I’m editing Destructive Magic and this is my second pass through the book so I thought I’d share what I’m doing to polish it up.

Ruthless deletions!  (Yes, I am a mean editor).  I may have loved the scene when I wrote it, but if it doesn’t move the story along, it’s highlighted and deleted.  I don’t try to “make it fit” if it doesn’t naturally do it.  I call it my “slash & burn pass” because I use delete more than any other key on the computer.  There’s a downside to that:  Once I delete, I have to rework the scenes surrounding the now missing scene so the story flows.  Here’s how I do that:

I read the “Previous scene that gets to stay” and ask these questions:  Where is the character physically, emotionally, experience-wise?  Where do I need to get her?  What does she need to learn/struggle with/lose in order to get to the next scene?

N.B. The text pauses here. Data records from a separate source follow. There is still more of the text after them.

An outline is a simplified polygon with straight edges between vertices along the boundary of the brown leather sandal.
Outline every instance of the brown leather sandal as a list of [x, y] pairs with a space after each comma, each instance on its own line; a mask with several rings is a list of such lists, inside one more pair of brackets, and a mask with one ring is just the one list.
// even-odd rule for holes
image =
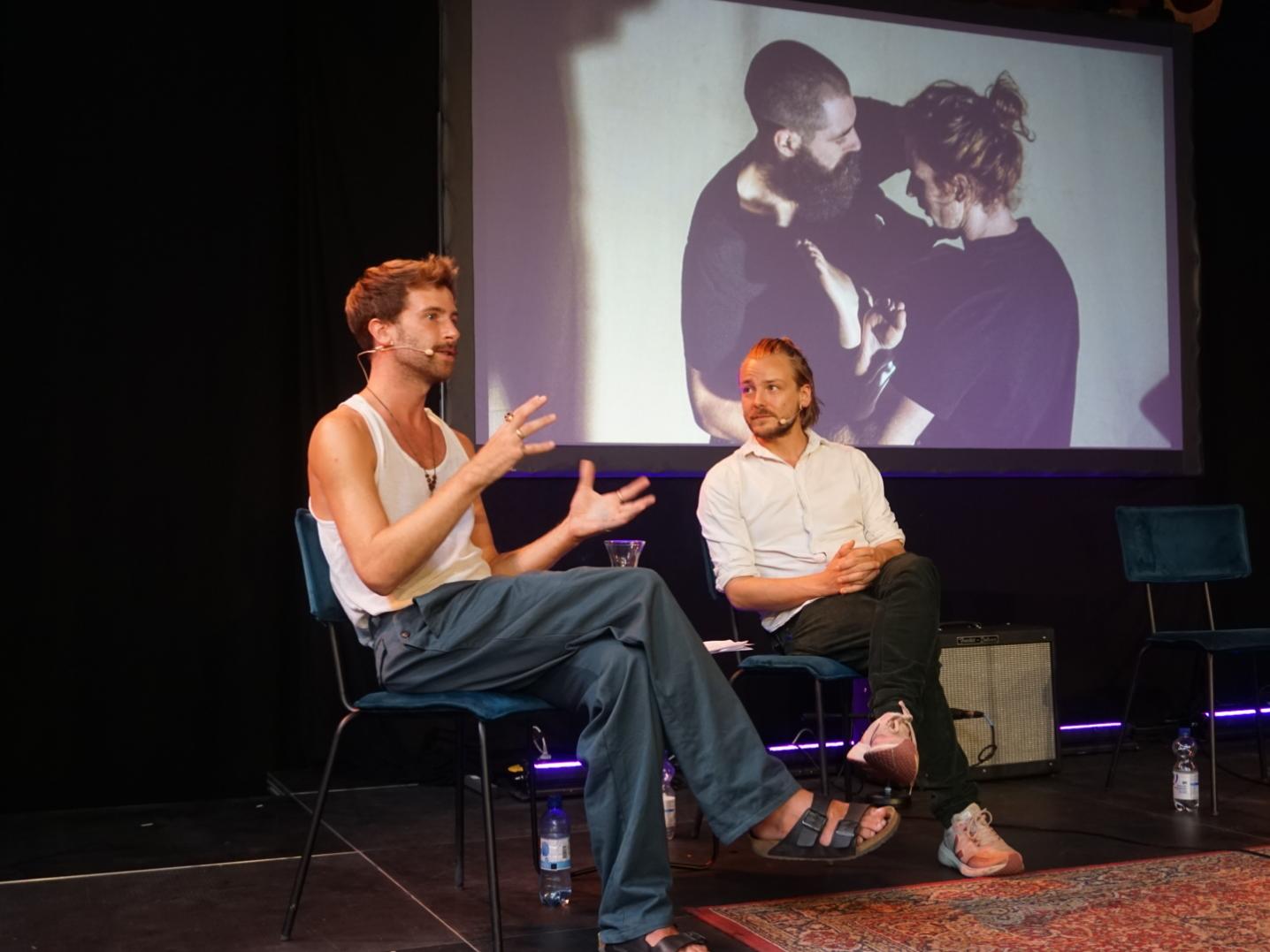
[[829, 800], [817, 795], [812, 798], [812, 806], [794, 824], [794, 829], [785, 834], [785, 839], [757, 839], [751, 834], [749, 845], [756, 853], [770, 859], [859, 859], [865, 853], [878, 849], [899, 829], [899, 814], [892, 810], [890, 820], [878, 833], [869, 839], [856, 836], [860, 820], [871, 809], [870, 803], [850, 803], [847, 815], [833, 830], [829, 845], [823, 847], [820, 831], [829, 821]]
[[601, 944], [601, 952], [679, 952], [681, 948], [688, 946], [706, 944], [705, 935], [698, 935], [695, 932], [677, 932], [673, 935], [667, 935], [655, 946], [644, 942], [643, 935], [636, 939], [626, 939], [626, 942], [605, 942]]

The next thing I do is take away something she needs to be successful.  There are two ways to do this:  One, delete it.  Two, give the “oh, crap! moment” where the character realizes it (usually the realization comes too late for her to fix it).  This is where I give the character voice so you know a little more about her.  Does she lament the loss/lack of something or does she find another way to cope without it?  Does she get mad and throw a tantrum or does she just give an eye roll and move on?

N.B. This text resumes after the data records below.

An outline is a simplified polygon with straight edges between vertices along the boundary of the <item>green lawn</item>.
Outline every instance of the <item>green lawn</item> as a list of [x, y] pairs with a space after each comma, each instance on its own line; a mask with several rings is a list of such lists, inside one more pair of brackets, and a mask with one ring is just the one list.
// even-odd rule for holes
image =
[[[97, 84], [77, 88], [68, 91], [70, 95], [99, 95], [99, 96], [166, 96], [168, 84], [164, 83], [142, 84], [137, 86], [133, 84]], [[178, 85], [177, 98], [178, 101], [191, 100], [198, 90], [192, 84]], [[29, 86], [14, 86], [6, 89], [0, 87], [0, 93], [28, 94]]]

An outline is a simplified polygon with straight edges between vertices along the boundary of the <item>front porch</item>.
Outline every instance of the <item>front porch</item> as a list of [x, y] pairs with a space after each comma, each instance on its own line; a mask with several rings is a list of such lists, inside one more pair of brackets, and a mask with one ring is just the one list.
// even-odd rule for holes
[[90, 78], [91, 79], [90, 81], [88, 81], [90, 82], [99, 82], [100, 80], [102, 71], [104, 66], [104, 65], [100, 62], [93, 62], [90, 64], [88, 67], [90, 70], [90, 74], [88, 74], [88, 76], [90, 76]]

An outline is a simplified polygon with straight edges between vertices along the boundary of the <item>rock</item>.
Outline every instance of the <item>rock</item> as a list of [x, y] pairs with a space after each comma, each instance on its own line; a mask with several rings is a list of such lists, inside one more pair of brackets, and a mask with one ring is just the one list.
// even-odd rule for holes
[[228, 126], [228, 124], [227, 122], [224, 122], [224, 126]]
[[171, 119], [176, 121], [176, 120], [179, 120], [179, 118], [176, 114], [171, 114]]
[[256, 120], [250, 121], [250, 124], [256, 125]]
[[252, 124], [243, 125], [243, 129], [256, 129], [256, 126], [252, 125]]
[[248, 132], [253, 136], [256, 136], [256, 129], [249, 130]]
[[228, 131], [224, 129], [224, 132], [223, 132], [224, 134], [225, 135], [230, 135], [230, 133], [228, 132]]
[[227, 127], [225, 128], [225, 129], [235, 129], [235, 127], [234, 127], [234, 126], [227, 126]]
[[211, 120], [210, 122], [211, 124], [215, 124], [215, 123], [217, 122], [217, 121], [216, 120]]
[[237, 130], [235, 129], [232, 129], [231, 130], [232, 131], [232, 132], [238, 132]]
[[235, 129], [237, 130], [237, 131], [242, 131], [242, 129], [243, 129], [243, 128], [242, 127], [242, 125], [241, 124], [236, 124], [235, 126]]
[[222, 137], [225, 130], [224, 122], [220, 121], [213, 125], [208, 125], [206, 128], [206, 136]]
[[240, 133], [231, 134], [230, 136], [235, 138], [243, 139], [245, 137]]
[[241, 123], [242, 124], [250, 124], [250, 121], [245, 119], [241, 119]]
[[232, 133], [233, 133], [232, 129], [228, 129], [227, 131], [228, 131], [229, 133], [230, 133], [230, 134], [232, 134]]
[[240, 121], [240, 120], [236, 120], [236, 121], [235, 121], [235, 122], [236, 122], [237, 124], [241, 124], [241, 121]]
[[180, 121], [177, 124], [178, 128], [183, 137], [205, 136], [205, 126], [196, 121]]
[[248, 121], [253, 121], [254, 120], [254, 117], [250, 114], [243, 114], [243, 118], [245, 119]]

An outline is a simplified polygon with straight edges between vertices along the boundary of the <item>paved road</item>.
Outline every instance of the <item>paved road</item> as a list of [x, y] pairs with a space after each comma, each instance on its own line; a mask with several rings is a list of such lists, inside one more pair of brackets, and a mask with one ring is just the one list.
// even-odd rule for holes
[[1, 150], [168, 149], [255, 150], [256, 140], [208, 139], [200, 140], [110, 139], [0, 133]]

Then I read the “Next scene that gets to stay” and ask:  Is the character prepared to be there?  Should she be?  Usually, she shouldn’t be prepared in my novels, so I focus in on what she needs and how not having that makes it harder for her or how not being prepared puts her in a dangerous situation.  Then she has to figure out how to get out of the scene and into the next one (Providing I didn’t delete that one as well).

I think of two types of editing:  Story driven (including the technical aspects) and Character driven.  This part of my editing is story-driven because I’m moving the plot along (a technical skill), but once my scenes are cut to the bare minimum, it becomes more character-driven because it lets me show the reader what kind of character they are cheering for.  Deleting scenes for me helps me stretch the characters and bring depth to them.  It’s not where we are but how we react to our surroundings.

I have no problem deleting things and sometimes I have a separate document called “(title of book) deletions” just in case I get carried away.  The purpose isn’t for the reader to read every single word I’ve ever written – it’s to take the reader on a journey with a character they know and can identify with.  Unnecessary scenes distract from that goal and leave the reader asking the deadly question “where are we going with this?”

My delete key is feeling neglected, so I’m off now to get rid of some more scenes.  Happy editing!